Le photographe et cinéaste Raymond Depardon : enfant, "je ne regardais pas, j'avais du mal à regarder"
Tous les jours, une personnalité s'invite dans le monde d'Élodie Suigo. Aujourd'hui, un des maîtres du film documentaire : le photographe, journaliste et cinéaste Raymond Depardon.
C’est au musée du Service de santé des armées, à l’Ecole du Val-de-Grâce, qu’Elodie Suigo a rencontré Raymond Depardon il y a quelques mois lors de son exposition 1962/1963 photographie militaire. Un lieu particulier à ses yeux : "C’est impressionnant oui. À la fois c’est l’endroit idéal pour exposer des photos (…) Il y a une belle lumière assez tamisée, les murs sont magnifiques et ils ont fait la prouesse de pouvoir exposer dans un lieu comme ça sans toucher aux murs et en gardant cette magie du lieu".
Raymond Depardon : un regard
À l’adolescence, c’est un enfant timide, ayant du mal à s’exprimer, gêné par le fait de ne pas faire d’études, il avoue être mal dans ma peau : "Moi j’avais le souvenir que je ne regardais pas. J’avais du mal à regarder. On disait d’ailleurs 'Tu regardes tes chaussures plutôt que de regarder les gens' !" puis son père lui offre un appareil photo et là, comme par magie, il pose enfin son regard ailleurs : "L’appareil m’a forcé à regarder".
Raymond Depardon commence comme apprenti dans une boutique de photographie de Villefranche-sur-Saône tout en suivant des cours de photographie par correspondance et en installant son laboratoire dans la ferme de ses parents. Il travaille avec Louis Foucherand jusqu’ à ce que celui-ci crée avec Louis Delmas une agence dans laquelle il "pige". Sa carrière de photographe démarre dans le Sahara alors que sept appelés du contingent, partis chasser la gazelle, se perdent dans le désert. Quatre périssent et lui prend une photo des trois survivants qui sera publiée dans Paris Match : "Je ne crois pas que je tremblais mais je sentais qu’il fallait que je la fasse." Dès lors, se dessine son envie de voyages, de faire des films, d’apporter son regard sur le monde.
Finalement peut-être que c’est ma chance aussi de prendre la photo comme étant un moyen de continuer (…) de ne pas me limiter, d’aller toujours plus loin (…) Je savais que je voulais être aussi cinéaste.

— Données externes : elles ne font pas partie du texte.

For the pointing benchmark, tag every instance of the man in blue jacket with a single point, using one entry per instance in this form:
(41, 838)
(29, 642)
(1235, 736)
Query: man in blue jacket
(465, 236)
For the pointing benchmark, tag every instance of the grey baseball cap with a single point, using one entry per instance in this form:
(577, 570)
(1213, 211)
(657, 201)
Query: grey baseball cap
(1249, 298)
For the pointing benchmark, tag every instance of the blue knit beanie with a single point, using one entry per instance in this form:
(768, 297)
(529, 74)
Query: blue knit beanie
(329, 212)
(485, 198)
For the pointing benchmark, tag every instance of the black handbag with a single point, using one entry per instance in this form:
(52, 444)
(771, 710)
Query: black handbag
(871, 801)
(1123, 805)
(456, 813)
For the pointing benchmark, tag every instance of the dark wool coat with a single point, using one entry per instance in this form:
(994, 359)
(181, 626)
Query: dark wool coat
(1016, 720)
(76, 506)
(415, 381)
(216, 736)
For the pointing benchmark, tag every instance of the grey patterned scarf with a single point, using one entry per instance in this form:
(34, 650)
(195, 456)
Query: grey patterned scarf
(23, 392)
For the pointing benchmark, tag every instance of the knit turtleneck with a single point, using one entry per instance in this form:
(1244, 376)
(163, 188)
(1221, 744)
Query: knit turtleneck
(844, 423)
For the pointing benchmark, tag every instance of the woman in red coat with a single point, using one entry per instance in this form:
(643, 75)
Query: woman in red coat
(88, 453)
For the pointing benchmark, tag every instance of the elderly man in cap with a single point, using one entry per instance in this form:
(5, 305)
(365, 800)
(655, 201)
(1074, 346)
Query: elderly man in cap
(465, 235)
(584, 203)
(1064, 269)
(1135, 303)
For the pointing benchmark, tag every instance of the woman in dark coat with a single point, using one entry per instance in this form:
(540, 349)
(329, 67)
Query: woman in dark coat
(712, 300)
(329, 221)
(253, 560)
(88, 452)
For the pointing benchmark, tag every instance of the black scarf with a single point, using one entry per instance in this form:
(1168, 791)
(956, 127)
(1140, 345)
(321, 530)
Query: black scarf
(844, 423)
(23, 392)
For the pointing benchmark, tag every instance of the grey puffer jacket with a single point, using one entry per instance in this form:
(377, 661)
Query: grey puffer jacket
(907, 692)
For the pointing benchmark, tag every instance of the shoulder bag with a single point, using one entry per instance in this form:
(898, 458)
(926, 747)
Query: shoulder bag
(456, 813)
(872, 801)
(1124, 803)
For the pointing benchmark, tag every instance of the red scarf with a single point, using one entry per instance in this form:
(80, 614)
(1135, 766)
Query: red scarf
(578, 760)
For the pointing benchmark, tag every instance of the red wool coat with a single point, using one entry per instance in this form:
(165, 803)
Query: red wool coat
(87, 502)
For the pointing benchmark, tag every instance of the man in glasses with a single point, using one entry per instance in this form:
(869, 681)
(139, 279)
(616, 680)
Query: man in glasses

Raymond Depardonà franceinfo
1974, Giscard et Mitterrand
A la fin des années 60, Raymond Depardon, désormais photographe, commence à tourner des films documentaires et c’est à la demande de Valéry Giscard d’Estaing qu’il va le suivre dans sa campagne pour l'élection présidentielle : le film qu'il en tire, 1974, une campagne électorale, sera recalé par le principal intéressé, devenu président de la République, puis interdit de diffusion en 1979 et ne sortira qu’en 2002 avec son autorisation. Il avoue en avoir été "très malheureux" et s’être posé beaucoup de questions sur le pourquoi. Il raconte qu’à l’époque même François Mitterrand qui apparaît dans certains plans s’inquiète de ce qui a pu être enregistré : "Mitterrand m'a dit : 'J'espère que vous n’avez pas pris le son'."
C’est une génération qui avait très peur de l’image. On était au début du numérique. Ils n’avaient pas eu autant le temps de se regarder.
Raymond Depardonà franceinfo
Ce qui plaît au cinéaste, c’est aussi de filmer les hommes politiques sans les artifices autour, leur façon d’être. Cette caméra qui entre dans la vie des personnalités capte autre chose que le vernis et peut-être cela dérangeait-il les premiers intéressés, cette part de naturel cachée du regard des autres, réservée au premier cercle. Et il raconte que Valéry Giscard d’Estaing était très sensible aux textes : "Il me disait : 'Est-ce que vous avez filmé mon discours ?' Mais je n’avais pas envie de filmer son discours, moi ce qui m’intéressait c’était la façon qu’il avait de parler".
2012, photographie officielle de François Hollande
Raymond Depardon confie à Elodie Suigo que pour ne pas être impressionné par François Hollande, fraîchement élu président de la République, il s’est rappelé ses origines simples, son parcours : "C’est sûr qu’il faut avoir un bagage, sinon tu trembles".
Ce n’est pas une grande photo mais ce n’est pas non plus une photo inintéressante parce qu’elle représente bien le passage de François Hollande. Il passe comme ça, il va très vite, il marche parce que j’y tenais beaucoup moi à ce qu’il soit en mouvement. Je ne voulais pas qu’il pose.